Most of the 200 cameras will be placed in residential areas, including the Southwest, the Southeast, the Flats, and east and west Coldwater. More recently, the BHPD identified newer priority areas. “These locations were identified as the result of the recent protests that took place within the City,” the staff report reads.
“Is there a number that would be considered to be an appropriate number of cameras for a community of our size?” Councilperson Dr. Julian Gold asked Hunt-Coffey. “What are we headed for?”
Hunt-Coffey responded that the project aims to achieve “ubiquitous coverage.” She laid out the program’s five-year plan. “It is not a cheap proposition,” she noted. “It’s about a $14 million project, which would roll out about 900 additional cameras.

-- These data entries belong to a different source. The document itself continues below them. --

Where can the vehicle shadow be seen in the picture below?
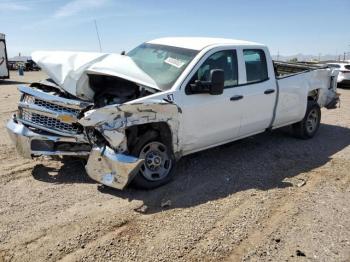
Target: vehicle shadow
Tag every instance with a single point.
(260, 162)
(72, 171)
(12, 82)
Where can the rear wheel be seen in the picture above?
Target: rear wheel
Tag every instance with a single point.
(158, 168)
(308, 127)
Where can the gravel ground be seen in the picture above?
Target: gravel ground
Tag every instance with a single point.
(267, 198)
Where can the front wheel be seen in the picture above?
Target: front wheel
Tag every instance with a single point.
(158, 168)
(307, 128)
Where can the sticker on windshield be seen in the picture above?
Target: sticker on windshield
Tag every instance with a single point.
(174, 62)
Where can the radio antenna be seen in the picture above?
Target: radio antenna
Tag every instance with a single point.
(98, 35)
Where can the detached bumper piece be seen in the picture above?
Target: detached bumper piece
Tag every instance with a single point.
(112, 169)
(31, 142)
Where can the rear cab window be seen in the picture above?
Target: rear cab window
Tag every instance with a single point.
(225, 60)
(255, 64)
(334, 66)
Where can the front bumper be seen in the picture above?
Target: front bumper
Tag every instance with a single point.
(30, 143)
(112, 169)
(104, 165)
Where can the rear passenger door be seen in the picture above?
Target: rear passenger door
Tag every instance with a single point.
(259, 92)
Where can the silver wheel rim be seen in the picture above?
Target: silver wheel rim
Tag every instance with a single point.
(312, 121)
(157, 163)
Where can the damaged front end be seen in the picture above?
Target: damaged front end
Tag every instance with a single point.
(109, 161)
(52, 122)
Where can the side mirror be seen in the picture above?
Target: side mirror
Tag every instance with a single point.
(217, 80)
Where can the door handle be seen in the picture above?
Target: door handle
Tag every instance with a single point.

That would essentially put cameras at pretty much every intersection in town.”
The City Council also considered integrating emerging technologies into the City’s surveillance apparatus. Councilman Gold suggested using artificial intelligence to monitor the footage 24/7—something either impossible or financially unfeasible to do with human beings. “I think we should be at the front of that,” he said.
The concept of merging AI with police surveillance has come under criticism in recent years, however, in studies by the National Institute of Standards and Technology (a Department of Commerce Agency) and others.
Discussion at the Study Session also considered incorporating home surveillance systems into the program.
“We’re exploring partnerships with private camera providers like Nest and Ring,” Hunt-Coffey told the Council.
Beverly Hills Deputy City Manager Gabriella Yap formerly served as Deputy City Manager for Ranchos Palos Verdes. She spoke of that’s city’s involvement with Ring as a potential model to emulate for Beverly Hills. “We negotiated a discount [with] Ring, as well as the city gave an additional incentive, or subsidy, to the residents to incentivize them to purchase these products,” she explained. “And through that, they would share footage with the police department if there was suspicious activity.”
Additionally, Hunt-Coffey said, the City is exploring the possibility of “integrating in cell phone video that can stream into our CCTV system.”
The Council brought up multiple success stories from over the years that showed the system’s effectiveness in combating crime — most notably, the vandalism of Nessah Synagogue. The suspect in that case was apprehended after CCTV footage showed him leaving the synagogue and getting into a cab.
Other cities around the world incorporate CCTV cameras into their law enforcement toolkits. London, for instance, has some 420,000 CCTV cameras, according to Financial Times, making it the second-most surveilled city in the world after Beijing, which has 470,000.
Asked by Councilman Robert Wunderlich to compare Beverly Hills’ CCTV system to that of other cities, Chief Information Officer David Schirmer did not mince words. “I would argue that our system is on par with any system in the world,” he said. “In terms of per capita cameras, we certainly are leading the pack.”